Compared to original publication:
We skip the global frame transformation and assume that the z axis roughly aligns with the turning axis. If you want to run the turn algorithm in the global frame, perform a orientation estimation and coordinate system transformation before running this algorithm.
Compared to matlab implementation:
We fix a bug, that only the start and the end of a turn was detected on the signed signal instead of the absolute signal.
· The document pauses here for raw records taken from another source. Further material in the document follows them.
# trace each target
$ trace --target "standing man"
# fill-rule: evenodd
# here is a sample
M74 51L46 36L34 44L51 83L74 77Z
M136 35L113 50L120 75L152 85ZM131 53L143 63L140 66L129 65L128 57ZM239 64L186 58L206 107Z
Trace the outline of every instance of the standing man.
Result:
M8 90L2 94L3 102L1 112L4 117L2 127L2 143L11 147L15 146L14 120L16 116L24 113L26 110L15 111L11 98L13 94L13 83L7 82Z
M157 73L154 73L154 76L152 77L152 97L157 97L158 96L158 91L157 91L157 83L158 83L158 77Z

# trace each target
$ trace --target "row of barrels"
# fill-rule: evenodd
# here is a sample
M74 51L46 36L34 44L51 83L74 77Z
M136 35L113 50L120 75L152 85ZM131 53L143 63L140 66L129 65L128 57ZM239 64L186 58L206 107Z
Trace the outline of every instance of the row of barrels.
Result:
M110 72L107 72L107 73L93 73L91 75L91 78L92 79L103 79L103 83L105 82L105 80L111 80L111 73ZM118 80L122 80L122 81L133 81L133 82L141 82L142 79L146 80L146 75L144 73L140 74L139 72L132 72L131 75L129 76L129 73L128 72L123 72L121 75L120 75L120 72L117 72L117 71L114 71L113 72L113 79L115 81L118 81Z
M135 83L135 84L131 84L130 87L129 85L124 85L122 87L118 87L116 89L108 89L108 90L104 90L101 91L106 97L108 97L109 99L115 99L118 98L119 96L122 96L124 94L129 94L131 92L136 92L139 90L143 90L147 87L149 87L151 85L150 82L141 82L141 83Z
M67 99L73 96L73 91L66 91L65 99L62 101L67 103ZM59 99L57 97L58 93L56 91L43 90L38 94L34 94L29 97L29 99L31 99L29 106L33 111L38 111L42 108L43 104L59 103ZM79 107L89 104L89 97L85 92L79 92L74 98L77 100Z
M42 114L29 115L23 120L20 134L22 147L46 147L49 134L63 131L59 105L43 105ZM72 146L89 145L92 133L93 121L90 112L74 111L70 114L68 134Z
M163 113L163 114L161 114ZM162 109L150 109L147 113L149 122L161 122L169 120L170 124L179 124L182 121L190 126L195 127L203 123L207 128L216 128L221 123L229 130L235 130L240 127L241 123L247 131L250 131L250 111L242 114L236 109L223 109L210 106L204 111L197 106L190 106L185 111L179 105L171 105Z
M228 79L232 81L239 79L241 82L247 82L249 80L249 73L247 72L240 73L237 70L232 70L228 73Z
This made it “harder” to detect turns in one direction than the other.
Methods
clone()Create a new instance of the class with all parameters copied over.
detect(data, *, sampling_rate_hz, **_)Detect turns in the passed data..
get_params([deep])Get parameters for this algorithm.
set_params(**params)Set the parameters of this Algorithm.
- __init__(
- *,
- smoothing_filter: BaseFilter | None = cf(ButterworthFilter(cutoff_freq_hz=0.5, filter_type='lowpass', order=4, zero_phase=True)),
- min_peak_angle_velocity_dps: float = 15,
- lower_threshold_velocity_dps: float = 5,
- min_gap_between_turns_s: float = 0.05,
- allowed_turn_duration_s: tuple[float, float] = (0.5, 10),
- allowed_turn_angle_deg: tuple[float, float] = (45, inf),
- orientation_estimation: BaseOrientationEstimation | None = None,
- clone() Self[source]#
Create a new instance of the class with all parameters copied over.
This will create a new instance of the class itself and all nested objects
- detect( ) Self[source]#
Detect turns in the passed data..
- Parameters:
- data
The raw IMU data in the body frame. This should usually represent a single gait sequence or walking bout.
- sampling_rate_hz
The sampling rate of the IMU data in Hz.
- Returns:
- self
The instance of the class with the
turn_list_attribute set to the detected turns.
- get_params(deep: bool = True) dict[str, Any][source]#
Get parameters for this algorithm.
- Parameters:
- deep
Only relevant if object contains nested algorithm objects. If this is the case and deep is True, the params of these nested objects are included in the output using a prefix like
nested_object_name__(Note the two “_” at the end)
- Returns:
- params
Parameter names mapped to their values.